Lab 7: Correlation between Vegetation Indices and Soybean Yield using Google Earth Engine

Lab 7: Correlation between Vegetation Indices and Soybean Yield using Google Earth Engine#

Due: Dec 10, 2024

In this lab, you will analyze the relationship between county-level soybean yield and various vegetation indices. We will use data from the National Agricultural Statistics Service (NASS), maintained by the USDA, which provides detailed county-level crop statistics such as yield, harvested area, planting area, and much more.
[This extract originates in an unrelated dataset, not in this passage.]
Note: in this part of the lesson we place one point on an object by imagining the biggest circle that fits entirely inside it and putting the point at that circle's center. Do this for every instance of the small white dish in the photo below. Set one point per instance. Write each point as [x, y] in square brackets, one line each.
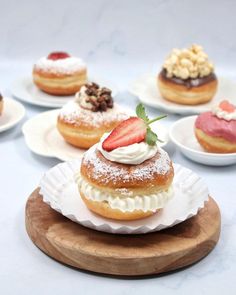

You can explore this data yourself at NASS Quick Stats.

For this lab, I have already downloaded county-level soybean data for Illinois and Missouri for the year 2022. Your task will be to calculate zonal statistics for different vegetation indices derived from MODIS satellite imagery and then investigate their correlation with soybean yield.

I will guide you with step-by-step instructions, but the final task—creating the scatterplot and interpreting the correlation—will be up to you.

Import modules and initialize GEE#

Install libraries if needed in Google Earth Engine. If you are working in Anaconda locally, then you should create a separate environment and install packages there.

# install necessary packages
import ee
import geemap
import matplotlib.pyplot as plt
import geopandas as gpd
import pandas as pd
import numpy as np
---------------------------------------------------------------------------
ModuleNotFoundError                       Traceback (most recent call last)
Cell In[2], line 1
----> 1 import ee
      2 import geemap
      3 import matplotlib.pyplot as plt

ModuleNotFoundError: No module named 'ee'

Mount the google drive (if working in colab). You will need it since you will have to read the yield data with pandas. The yield data is available in this link:

Yield data link

# mount your google drive

Authenticate and initialize the earthe engine.

# authenticate and initialize earthe engine

Read Yield Data#

Read the yield data you just downloaded.

yield_data = "read the yield data you just uploaded into your google drive"

Examine each columns. Note that, there is are several columns here which you will need later:

  • State ANSI is the FIPS code for the state.

  • County ANSI is the FIPS code for the county.

  • Data Item is the the information of the Value.

  • Value is the yield in Bushels/Acre unit.

Question 1: Create a histogram of the yield values and find the mean and standard deviation of the yield.

# create a histogram, it should look like below
../../_images/55b6ee3e26b7f1b71bfd65ea9927ec524c9258275f7b6c727b71b539652f76dc.png

Get County shape from GEE#

We can get the US Census TIGER County shapefile directly from Google Earth Engine as FeatureCollection. But know that this is the feature collection for the entire US. So do not try to apply getInfo() on top of this as that could significantly take a long time to run.

counties = ee.FeatureCollection('TIGER/2018/Counties')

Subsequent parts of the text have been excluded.